College Board To Rethink the SAT, Partner With Khan Academy
An anonymous reader writes "According to the NY Times, 'Saying its college admission exams do not focus enough on the important academic skills, the College Board announced on Wednesday a fundamental rethinking of the SAT, eliminating obligatory essays, ending the longstanding penalty for guessing wrong and cutting obscure vocabulary words. ... The SAT's rarefied vocabulary words will be replaced by words that are common in college courses, such as "empirical" and "synthesis." The math questions, now scattered widely across many topics, will focus more narrowly on linear equations, functions and proportional thinking. The use of a calculator will no longer be allowed on some of the math sections.' The College Board will also be working with Khan Academy to provide students with free, online practice problems and instructional videos. The new version of the SAT will be introduced in 2016."
KHAAAAAAN!!!!
Yeah yeah. I have karma to burn.
Better known as 318230.
The current college entrance tests make it easy to game the system, even for someone like me, who had an ultra low high school GPA. They test knowledge that is easy to learn during a few last minute cramming sessions. These changes might actually make them fair tests.
I thought the goal of the SAT was to predict performance in college, not to gauge "important academic skills".
I suspect actual college performance is best predicted by having the students drink, do drugs, and have sex all night - then have a high-stakes test at 6AM in the morning! (You score some for just making it out of bed BTW)

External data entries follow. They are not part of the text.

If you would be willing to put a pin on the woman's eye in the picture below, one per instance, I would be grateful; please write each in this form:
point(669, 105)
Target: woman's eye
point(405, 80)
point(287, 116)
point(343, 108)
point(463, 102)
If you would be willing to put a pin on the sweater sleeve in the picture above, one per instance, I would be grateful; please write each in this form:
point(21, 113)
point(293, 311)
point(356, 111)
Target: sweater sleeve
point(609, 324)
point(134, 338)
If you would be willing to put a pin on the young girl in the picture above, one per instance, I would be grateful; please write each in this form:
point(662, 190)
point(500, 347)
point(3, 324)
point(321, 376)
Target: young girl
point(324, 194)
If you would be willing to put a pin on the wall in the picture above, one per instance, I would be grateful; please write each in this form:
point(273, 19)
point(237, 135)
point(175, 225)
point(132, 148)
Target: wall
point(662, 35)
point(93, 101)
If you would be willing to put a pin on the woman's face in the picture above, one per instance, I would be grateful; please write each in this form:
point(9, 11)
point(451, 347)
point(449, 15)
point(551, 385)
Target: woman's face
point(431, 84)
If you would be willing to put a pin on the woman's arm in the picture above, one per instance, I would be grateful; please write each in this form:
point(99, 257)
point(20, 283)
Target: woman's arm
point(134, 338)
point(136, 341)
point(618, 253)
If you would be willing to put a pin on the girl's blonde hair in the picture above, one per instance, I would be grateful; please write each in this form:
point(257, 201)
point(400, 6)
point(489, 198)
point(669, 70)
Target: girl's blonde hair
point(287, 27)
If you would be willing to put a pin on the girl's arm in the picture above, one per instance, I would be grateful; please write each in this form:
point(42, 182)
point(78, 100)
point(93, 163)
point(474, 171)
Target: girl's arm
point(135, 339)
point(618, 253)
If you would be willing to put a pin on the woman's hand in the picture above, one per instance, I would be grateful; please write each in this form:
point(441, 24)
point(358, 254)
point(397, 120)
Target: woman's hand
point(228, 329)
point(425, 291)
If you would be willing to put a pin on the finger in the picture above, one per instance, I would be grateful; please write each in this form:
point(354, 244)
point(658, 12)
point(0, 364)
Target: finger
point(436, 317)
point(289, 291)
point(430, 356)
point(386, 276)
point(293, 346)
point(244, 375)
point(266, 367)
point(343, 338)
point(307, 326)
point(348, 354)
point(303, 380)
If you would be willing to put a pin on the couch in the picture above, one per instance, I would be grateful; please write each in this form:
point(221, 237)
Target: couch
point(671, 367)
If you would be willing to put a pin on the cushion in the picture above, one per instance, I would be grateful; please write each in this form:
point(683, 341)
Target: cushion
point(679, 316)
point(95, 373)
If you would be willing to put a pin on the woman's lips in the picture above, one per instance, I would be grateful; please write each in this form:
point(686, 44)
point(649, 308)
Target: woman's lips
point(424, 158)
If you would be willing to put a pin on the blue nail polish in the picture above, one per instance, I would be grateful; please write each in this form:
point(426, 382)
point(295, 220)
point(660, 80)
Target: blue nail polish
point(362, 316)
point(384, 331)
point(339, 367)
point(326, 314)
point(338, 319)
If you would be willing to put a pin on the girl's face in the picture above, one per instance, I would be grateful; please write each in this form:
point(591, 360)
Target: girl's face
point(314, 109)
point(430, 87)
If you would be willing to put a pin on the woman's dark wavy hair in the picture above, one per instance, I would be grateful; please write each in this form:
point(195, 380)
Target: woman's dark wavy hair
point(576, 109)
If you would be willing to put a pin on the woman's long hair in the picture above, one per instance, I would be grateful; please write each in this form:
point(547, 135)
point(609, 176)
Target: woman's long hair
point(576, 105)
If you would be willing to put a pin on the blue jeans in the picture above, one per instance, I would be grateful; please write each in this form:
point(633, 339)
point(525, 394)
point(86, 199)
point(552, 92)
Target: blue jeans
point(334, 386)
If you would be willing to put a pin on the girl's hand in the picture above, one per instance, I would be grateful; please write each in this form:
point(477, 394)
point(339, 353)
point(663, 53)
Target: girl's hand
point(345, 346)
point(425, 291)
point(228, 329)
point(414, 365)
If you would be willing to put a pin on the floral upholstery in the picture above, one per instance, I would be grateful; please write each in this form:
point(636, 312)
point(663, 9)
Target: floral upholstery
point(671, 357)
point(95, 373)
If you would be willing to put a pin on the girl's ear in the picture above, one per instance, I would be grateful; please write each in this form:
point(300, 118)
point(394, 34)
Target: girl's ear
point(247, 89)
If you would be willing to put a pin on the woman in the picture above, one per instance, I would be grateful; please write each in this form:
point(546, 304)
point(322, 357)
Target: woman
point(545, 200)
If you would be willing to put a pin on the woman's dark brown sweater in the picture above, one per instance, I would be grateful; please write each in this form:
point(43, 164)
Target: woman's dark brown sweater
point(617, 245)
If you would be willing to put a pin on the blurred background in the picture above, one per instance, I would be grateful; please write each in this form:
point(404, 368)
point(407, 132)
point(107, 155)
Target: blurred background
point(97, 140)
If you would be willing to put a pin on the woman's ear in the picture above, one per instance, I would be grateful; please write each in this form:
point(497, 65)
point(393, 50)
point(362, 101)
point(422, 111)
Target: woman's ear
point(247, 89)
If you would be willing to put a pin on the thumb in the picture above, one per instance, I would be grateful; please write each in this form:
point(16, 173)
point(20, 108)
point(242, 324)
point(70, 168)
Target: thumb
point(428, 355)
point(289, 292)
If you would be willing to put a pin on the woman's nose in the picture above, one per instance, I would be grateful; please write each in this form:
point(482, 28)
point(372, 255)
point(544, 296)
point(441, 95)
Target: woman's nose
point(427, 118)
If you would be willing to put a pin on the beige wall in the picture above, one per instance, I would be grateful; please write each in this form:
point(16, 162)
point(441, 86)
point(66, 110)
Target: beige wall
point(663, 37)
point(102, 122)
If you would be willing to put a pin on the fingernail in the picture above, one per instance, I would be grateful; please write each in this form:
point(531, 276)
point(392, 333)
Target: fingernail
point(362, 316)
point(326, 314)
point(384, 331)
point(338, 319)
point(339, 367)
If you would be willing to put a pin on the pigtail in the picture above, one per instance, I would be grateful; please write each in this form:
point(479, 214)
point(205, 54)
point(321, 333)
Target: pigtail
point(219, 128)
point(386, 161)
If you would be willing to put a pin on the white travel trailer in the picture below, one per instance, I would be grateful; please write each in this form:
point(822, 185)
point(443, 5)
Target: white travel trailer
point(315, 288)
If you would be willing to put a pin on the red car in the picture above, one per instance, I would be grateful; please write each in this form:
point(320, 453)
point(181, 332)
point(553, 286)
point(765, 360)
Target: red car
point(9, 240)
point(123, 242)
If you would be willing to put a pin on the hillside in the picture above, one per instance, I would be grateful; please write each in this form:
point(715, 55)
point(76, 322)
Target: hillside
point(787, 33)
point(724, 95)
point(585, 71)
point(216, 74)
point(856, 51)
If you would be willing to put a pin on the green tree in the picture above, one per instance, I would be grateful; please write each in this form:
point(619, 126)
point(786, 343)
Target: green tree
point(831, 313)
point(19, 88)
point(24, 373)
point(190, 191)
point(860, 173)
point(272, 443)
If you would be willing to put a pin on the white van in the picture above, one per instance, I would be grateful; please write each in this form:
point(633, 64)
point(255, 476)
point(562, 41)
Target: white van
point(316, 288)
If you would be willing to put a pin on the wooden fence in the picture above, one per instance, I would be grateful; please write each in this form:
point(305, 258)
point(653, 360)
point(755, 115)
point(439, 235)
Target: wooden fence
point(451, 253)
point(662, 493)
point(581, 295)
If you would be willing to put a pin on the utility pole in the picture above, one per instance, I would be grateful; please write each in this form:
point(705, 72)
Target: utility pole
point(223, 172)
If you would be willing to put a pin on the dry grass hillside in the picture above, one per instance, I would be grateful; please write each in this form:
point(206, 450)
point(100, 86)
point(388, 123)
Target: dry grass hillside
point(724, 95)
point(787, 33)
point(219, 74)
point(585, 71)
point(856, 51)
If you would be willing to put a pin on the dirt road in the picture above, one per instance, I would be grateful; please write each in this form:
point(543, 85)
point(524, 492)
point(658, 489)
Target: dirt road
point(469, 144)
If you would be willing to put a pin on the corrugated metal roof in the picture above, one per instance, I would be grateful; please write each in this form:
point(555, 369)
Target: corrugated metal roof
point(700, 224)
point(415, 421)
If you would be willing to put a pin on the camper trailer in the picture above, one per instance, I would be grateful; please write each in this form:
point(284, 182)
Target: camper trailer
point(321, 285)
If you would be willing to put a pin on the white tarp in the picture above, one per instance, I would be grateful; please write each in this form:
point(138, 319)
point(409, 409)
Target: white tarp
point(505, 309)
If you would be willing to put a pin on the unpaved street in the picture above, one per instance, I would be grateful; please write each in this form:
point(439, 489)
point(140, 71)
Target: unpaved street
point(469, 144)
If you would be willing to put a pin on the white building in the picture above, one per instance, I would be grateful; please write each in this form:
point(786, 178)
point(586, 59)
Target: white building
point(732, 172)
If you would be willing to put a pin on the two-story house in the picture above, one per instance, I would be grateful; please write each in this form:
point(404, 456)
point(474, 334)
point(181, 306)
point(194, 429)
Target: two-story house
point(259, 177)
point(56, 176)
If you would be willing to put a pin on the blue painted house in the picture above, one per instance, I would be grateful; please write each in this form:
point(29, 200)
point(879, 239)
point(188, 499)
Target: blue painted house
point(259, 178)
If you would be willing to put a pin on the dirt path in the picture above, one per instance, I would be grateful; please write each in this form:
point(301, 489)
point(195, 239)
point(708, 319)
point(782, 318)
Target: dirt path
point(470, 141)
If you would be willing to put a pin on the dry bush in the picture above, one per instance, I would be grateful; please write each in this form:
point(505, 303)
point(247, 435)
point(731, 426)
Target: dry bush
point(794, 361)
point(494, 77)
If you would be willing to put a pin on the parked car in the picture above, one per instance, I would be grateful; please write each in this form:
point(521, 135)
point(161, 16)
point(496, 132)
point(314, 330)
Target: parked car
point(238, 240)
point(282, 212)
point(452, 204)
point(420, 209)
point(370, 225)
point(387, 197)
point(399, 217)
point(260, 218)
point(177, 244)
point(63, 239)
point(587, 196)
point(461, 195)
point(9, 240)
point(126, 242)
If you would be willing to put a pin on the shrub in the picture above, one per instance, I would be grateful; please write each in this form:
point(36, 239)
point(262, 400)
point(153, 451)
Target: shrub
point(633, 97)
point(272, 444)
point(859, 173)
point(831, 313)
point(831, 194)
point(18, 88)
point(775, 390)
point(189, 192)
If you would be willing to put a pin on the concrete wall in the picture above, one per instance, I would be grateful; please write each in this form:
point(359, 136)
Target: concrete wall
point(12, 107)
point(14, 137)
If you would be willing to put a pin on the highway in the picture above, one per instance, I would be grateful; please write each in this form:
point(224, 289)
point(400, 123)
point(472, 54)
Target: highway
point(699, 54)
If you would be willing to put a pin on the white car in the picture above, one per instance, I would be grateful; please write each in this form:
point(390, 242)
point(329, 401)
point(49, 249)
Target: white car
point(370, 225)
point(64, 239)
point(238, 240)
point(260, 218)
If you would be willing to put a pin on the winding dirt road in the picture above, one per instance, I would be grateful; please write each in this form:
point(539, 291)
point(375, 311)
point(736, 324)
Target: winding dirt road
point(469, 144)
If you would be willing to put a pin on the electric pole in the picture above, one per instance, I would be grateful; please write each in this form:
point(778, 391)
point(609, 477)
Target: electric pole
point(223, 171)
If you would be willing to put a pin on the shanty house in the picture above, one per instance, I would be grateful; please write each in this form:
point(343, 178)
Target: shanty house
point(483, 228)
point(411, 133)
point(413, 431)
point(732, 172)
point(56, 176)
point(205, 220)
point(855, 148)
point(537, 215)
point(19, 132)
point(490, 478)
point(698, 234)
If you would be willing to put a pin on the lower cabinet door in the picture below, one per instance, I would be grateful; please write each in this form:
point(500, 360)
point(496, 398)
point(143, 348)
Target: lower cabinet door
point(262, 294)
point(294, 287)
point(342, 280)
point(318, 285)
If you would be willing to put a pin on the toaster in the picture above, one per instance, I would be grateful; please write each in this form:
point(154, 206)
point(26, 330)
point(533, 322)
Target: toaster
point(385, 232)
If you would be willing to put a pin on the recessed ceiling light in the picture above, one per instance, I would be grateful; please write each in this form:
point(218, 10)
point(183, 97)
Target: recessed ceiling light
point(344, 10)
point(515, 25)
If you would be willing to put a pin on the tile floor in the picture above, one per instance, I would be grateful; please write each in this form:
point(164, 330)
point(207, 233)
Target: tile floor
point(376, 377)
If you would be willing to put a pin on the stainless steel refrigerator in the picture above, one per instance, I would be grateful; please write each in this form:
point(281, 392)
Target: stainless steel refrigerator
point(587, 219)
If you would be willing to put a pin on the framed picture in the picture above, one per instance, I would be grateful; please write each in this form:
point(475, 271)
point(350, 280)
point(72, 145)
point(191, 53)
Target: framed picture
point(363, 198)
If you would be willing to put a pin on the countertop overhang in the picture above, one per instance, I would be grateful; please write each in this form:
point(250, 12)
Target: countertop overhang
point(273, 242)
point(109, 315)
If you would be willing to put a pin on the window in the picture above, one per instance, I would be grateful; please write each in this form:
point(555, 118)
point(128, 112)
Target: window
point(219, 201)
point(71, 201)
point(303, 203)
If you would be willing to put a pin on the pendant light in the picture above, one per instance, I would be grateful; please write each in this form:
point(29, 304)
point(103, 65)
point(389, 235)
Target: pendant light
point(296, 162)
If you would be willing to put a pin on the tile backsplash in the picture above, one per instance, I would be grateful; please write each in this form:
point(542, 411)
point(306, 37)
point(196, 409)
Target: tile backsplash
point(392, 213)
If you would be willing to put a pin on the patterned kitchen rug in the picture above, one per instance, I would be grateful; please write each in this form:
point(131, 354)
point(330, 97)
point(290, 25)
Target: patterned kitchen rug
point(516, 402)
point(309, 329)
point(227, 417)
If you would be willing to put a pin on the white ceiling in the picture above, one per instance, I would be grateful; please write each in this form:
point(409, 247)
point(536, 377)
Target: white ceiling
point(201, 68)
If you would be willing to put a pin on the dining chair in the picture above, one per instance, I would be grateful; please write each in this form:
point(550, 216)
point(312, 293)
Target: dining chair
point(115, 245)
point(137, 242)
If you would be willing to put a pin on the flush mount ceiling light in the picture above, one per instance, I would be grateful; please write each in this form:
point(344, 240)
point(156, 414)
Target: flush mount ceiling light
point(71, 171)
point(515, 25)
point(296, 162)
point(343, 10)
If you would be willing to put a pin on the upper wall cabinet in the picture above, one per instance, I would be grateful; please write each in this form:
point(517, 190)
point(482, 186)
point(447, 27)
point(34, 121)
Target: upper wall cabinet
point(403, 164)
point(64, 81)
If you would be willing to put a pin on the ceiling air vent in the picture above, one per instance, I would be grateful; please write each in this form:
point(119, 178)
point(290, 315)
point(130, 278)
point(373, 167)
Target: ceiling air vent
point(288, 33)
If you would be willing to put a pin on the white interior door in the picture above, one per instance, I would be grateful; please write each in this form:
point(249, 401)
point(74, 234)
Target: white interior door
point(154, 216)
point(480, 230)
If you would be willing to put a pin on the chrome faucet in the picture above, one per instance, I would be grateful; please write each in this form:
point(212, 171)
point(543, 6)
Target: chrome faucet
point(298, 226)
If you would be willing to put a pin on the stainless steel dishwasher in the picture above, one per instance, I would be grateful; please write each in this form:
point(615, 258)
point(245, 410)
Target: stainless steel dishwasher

While they debate what to do ... the Board itself should be challenged for its power and profiteering. They overcharge for things that should be dirt cheap like score reporting, keep pumping out more and more tests, and have surprisingly little proof of the validity of the tests themselves. Meanwhile the test prep industry is making millions, providing (or insinuating) false claims of what they can deliver, and helping wealth discrimination.
Closely timed fill-in-the-bubble test-taking skills are not valuable life skills, in college or elsewhere. FWIW I'm speaking as someone who got near-perfect SAT scores, as did my son, and have to admit it's a scam. The scores do mean *something,* but it's all gotten out of control. GPA is the single best predictor of performance. (But don't get me started on grade inflation....)
I think it might still grade spelling, grammar, punctuation, etc so you're still out of "luch".
Tic-Tac-Toe, Global Thermonuclear War, and relationships all have the same winning move.
we need more trades / tech schools / apprenticeships so college can go back to it's roots and be filled with people who should be in some other place that is both a better fit for them and is better at teaching real hands on skills.
Your test is showing that too many students are unprepared for college? Well, we can solve that problem -- just change the test!
There's something fundamentally wrong with our schools when it is a rarity for a high school graduate to be capable of composing a short written essay.
How can we continue to believe in a just universe and freedom to eat crackers if we have no ale?
There's no manufacturing to speak of in America. It costs too much to employe Americans. If you bring back manufacturing you bring robots to automate 90% of it.
Turns out, the world doesn't really need ditch diggers anymore...
Hi! I make Firefox Plug-ins. Check 'em out @ https://addons.mozilla.org/en-US/firefox/addon/youtube-mp3-podcaster/
I don't know what "fair" means, but I really don't see where they're improving these tests so that they test for something other than rote memorization.
Thank you Dave Raggett
Well, the use of the word "prediction" aside, it IS CORRELATED with performance in college more so than any other measure...so it's not a meaningless test, at least at the population level. I believe it's correlated at around 0.3 which is very high for social science...whereas HS GPA is more like 0.25.
Nonetheless, none of what I wrote above means that it is a good test, I'm sure there's room for improvement. Sounds like these are good changes coming.
My God can beat up your God. Just kidding...don't take offense. I know there's no God.
I taught a couple of the GRE prep courses in college and I disagree (though not for the reasons the prep companies will likely say). The prep courses make you practice, which allows you to solve the problems more quickly and this makes a huge difference. These are timed tests.
I don't remember the SAT well (it's been forever since I took it, but I did do extremely well which helped moderate my poor high school GPA), but the GRE was based very heavily around high-school level skills that needed to be performed quickly to score well. If you hadn't solved some of these problems in years, you'd get them correct but waste time remembering the best strategy for solving them. (Trig, for instance, isn't hard but I never use it and I'm in a math-based field. It took a little while to remember how to quickly solve the problems.)
There's no need to take the prep courses to do well (I didn't), but practice pays off big and the courses encourage you to practice.
If you want a vision of the future, imagine a youtube comments section scrolling - forever.
You have a curious definition of mediocre considering 1210 is higher than approximately 80% of test takers. Link.